Exjobbspresentation: LLM-Based Data Extraction and Machine Learning for CO2e Estimation of Semiconductor Components

This thesis investigates the application of artificial intelligence and machine learning methods to improve carbon footprint estimation for IC components in automotive cost engineering. The work addresses challenges faced by electrical cost engineers at Volvo Cars: the manual, time-consuming process of collecting component specifications, and estimating CO2e emissions from electronic components. We developed an automated data collection pipeline using large language models (LLMs) to extract structured information from manufacturer datasheets and material content sheets. Three models, Gemma 3 4B, Llama 3.1 8B, and gpt-oss 120B, were evaluated for extraction accuracy, inference time and memory usage. The gpt-oss 120B model achieved 98.5% extraction accuracy for the validation set. The data extraction pipeline was then applied to a larger set of datasheets and material content sheets and converted unstructured PDF documents into structured tabular data to be used for machine learning.

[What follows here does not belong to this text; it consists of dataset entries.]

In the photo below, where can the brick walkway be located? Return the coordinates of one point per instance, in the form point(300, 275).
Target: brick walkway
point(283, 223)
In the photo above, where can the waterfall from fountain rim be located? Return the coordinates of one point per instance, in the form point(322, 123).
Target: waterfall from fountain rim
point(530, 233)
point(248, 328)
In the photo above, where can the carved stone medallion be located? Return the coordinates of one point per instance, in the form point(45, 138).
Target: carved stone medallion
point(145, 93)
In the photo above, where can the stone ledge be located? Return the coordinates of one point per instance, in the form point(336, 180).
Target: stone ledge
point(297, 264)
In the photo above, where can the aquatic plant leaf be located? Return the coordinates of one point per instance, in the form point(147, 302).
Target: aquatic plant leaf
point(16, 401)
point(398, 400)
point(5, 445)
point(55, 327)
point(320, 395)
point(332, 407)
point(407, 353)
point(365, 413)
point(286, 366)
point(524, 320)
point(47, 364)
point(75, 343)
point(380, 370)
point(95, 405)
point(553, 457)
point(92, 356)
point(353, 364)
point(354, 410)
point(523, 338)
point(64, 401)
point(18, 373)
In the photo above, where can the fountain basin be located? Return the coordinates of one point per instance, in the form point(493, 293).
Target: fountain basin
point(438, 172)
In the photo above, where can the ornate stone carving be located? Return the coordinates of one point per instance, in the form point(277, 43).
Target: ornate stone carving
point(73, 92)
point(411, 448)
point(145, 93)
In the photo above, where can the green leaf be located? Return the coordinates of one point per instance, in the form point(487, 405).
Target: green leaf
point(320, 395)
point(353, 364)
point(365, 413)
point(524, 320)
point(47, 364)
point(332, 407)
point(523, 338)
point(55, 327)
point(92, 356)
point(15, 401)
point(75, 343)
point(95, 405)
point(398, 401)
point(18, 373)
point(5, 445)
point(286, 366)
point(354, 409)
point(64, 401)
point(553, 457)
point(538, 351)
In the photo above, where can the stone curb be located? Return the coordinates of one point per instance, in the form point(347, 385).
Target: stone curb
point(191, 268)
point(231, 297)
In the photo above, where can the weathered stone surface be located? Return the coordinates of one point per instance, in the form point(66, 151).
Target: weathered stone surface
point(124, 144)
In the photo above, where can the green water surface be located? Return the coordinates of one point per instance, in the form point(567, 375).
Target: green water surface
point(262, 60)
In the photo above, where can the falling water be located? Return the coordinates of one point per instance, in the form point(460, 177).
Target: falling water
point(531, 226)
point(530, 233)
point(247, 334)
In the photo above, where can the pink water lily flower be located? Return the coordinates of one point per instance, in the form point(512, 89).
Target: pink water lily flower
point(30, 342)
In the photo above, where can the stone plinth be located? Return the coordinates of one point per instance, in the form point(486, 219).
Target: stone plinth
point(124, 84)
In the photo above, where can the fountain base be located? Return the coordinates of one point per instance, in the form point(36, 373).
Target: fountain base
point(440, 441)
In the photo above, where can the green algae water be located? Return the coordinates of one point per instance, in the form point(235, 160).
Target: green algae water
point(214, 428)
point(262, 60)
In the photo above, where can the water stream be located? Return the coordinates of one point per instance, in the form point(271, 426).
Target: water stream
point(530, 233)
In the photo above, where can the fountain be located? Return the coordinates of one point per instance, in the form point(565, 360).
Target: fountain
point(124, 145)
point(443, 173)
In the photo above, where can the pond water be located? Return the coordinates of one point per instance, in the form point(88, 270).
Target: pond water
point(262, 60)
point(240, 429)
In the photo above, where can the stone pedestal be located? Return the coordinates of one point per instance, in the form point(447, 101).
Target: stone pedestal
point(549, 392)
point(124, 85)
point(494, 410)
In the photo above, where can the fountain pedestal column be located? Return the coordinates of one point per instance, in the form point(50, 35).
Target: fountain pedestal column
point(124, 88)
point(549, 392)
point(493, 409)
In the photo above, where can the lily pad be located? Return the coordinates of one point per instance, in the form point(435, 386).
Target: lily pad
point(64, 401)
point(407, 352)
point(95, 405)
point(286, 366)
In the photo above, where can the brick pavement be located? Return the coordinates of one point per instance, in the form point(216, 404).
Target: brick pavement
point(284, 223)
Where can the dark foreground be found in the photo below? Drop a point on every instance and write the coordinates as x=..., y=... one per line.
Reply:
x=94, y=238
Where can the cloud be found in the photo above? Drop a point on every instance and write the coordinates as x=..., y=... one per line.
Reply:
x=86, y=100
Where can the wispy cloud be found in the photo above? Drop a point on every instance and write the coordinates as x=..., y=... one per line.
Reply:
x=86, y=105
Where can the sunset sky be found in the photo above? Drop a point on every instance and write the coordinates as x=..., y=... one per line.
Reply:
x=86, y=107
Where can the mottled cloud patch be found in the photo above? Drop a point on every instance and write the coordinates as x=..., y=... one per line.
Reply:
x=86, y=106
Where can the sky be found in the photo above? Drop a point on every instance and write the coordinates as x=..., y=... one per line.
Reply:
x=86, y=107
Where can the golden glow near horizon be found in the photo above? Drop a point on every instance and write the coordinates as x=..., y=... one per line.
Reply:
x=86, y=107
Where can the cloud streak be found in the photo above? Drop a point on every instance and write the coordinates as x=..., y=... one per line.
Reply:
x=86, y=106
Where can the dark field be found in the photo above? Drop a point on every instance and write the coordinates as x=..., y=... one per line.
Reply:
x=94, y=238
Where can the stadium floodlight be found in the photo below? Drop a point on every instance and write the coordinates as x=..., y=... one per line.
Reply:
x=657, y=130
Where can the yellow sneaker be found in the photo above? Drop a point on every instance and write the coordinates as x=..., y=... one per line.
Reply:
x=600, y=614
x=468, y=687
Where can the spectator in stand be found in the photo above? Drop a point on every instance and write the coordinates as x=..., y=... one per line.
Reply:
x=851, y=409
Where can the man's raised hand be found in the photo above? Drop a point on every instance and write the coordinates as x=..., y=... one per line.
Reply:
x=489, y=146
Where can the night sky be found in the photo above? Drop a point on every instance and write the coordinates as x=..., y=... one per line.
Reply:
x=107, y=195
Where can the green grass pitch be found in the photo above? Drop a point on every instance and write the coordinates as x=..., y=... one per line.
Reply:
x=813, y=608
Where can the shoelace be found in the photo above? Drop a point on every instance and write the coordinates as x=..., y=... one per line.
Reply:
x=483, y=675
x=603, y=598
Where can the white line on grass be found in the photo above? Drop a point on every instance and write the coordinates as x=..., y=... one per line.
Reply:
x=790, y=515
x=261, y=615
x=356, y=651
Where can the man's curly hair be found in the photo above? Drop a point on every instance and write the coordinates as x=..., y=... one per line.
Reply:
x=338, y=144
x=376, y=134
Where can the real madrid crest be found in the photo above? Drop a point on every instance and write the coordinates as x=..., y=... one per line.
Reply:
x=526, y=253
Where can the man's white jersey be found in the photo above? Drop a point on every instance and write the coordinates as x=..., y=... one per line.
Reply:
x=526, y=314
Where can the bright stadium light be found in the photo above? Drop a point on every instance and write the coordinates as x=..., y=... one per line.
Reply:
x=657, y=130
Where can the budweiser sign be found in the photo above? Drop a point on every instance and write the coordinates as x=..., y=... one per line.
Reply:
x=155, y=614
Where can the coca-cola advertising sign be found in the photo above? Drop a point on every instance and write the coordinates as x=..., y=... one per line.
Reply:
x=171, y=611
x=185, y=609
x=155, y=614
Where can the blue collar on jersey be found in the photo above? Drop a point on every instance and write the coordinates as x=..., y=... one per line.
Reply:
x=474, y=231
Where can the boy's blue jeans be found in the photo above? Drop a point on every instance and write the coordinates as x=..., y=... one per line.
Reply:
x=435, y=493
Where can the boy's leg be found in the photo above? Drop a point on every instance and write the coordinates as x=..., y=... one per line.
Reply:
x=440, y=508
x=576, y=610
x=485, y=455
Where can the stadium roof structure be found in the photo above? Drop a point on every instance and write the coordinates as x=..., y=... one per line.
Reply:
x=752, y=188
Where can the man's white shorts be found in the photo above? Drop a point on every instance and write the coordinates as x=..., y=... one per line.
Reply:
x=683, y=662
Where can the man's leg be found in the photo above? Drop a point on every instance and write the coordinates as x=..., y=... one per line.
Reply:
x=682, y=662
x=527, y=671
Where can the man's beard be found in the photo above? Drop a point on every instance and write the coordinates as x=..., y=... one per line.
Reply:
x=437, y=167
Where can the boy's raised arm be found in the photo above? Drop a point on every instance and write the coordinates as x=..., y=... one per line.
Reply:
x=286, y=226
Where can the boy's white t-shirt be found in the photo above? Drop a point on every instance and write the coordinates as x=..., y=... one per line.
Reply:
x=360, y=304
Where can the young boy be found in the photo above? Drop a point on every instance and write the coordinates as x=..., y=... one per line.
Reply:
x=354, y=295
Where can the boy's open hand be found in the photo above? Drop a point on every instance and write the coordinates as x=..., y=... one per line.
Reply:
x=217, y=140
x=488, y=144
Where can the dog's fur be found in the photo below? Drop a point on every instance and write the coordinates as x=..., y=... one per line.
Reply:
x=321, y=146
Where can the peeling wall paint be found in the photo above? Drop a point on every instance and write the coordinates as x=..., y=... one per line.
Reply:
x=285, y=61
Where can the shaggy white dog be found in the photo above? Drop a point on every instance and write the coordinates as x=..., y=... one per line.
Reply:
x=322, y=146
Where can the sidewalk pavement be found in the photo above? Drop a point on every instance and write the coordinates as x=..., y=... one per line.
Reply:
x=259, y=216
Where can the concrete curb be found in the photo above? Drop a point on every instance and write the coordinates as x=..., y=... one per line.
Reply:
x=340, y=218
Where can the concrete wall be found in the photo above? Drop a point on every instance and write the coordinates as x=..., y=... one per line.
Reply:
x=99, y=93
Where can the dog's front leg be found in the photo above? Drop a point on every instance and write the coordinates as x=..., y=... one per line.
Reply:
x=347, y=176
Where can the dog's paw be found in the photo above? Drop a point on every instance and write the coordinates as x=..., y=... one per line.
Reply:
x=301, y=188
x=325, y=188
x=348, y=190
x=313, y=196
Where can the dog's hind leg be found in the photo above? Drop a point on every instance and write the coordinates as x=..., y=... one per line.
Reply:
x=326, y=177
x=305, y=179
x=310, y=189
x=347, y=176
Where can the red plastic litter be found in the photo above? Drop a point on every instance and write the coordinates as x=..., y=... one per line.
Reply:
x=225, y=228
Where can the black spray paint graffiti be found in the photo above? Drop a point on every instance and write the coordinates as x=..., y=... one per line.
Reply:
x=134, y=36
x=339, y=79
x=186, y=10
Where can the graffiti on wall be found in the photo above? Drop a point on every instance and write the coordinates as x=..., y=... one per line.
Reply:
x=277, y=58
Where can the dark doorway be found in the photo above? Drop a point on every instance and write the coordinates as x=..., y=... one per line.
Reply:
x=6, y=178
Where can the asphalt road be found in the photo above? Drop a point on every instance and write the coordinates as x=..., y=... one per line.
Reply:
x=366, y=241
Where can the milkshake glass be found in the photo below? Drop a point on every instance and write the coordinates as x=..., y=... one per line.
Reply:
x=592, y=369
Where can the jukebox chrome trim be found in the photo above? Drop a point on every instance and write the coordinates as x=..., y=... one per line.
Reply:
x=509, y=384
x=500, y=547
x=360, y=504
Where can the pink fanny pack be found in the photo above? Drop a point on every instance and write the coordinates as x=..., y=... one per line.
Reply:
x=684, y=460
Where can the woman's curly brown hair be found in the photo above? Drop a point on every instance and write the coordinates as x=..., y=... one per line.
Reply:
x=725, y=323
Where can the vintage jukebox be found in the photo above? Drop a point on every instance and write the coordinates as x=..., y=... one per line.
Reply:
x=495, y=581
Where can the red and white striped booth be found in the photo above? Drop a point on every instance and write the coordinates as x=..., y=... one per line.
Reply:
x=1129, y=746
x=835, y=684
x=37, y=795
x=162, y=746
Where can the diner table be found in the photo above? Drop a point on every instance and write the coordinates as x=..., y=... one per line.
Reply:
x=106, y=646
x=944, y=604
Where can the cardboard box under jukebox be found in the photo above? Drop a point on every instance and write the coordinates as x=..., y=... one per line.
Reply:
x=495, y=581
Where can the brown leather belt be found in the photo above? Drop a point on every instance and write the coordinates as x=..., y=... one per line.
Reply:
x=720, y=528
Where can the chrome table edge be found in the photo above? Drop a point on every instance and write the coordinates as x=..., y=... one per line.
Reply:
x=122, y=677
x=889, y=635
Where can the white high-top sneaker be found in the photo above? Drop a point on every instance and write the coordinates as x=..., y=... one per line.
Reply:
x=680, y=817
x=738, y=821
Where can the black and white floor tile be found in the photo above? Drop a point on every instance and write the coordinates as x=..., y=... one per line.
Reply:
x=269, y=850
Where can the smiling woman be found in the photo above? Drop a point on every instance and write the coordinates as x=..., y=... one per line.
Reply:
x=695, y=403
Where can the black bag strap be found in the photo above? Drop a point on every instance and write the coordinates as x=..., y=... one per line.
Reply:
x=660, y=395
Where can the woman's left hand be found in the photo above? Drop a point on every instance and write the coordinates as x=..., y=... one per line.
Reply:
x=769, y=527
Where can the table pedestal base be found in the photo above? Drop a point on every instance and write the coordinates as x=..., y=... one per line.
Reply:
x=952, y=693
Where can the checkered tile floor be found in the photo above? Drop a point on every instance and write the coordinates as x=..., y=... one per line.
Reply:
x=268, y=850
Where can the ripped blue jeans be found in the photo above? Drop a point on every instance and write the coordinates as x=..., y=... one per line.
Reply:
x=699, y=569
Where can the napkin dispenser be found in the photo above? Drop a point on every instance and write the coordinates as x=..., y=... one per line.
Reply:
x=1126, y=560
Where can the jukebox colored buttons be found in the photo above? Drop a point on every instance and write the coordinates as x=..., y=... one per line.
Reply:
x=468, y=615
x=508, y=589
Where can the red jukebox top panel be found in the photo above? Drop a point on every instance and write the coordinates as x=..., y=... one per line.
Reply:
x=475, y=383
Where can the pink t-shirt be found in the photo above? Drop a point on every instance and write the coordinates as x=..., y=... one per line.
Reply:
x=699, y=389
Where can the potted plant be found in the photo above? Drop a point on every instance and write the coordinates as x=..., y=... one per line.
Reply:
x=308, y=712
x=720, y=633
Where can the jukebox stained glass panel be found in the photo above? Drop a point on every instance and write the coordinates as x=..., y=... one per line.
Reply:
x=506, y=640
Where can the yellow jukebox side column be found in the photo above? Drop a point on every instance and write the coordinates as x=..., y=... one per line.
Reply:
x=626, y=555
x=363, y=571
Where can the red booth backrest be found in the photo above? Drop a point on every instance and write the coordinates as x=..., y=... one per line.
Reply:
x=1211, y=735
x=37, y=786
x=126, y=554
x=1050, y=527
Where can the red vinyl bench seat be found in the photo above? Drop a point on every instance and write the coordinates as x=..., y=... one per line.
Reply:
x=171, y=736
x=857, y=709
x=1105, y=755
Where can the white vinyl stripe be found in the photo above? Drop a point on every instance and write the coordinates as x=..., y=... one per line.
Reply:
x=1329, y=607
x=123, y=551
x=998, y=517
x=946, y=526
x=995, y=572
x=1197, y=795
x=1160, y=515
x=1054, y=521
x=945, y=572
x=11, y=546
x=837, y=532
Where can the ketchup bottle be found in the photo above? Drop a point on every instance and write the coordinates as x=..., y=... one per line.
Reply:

We developed machine learning models to predict the masses of four hotspot metals, copper, gold, palladium, and silver, which are the primary contributors to raw-material carbon emissions. We evaluated TabPFN (a transformer-based prior-fitted network), XGBoost and CatBoost regression models. CatBoost achieved the best overall performance, with R2 values of 0.994 for gold and 0.971 for palladium. SHAP analysis revealed that total component mass is the most important feature for copper content, while pin count has the biggest effect on gold and silver predictions. We introduced a simplified hotspot scaling approach that reduces the previous model’s complexity from ten function-type-specific scaling factors to a single global factor, with minimal loss in accuracy. The model was integrated into a desktop application that enables cost engineers to retrieve component specifications, predict metal content when material data are unavailable, and compute CO2e emissions automatically. The tool reduces manual effort and provides a reproducible, consistent framework for carbon footprint estimation in component evaluation. This work demonstrates that AI and ML methods can effectively automate and improve semiconductor carbon footprint estimation, supporting Volvo Cars’ decarbonisation objectives while reducing the manual workload of cost engineering teams.

The thesis work was collaborated with Volvo Cars.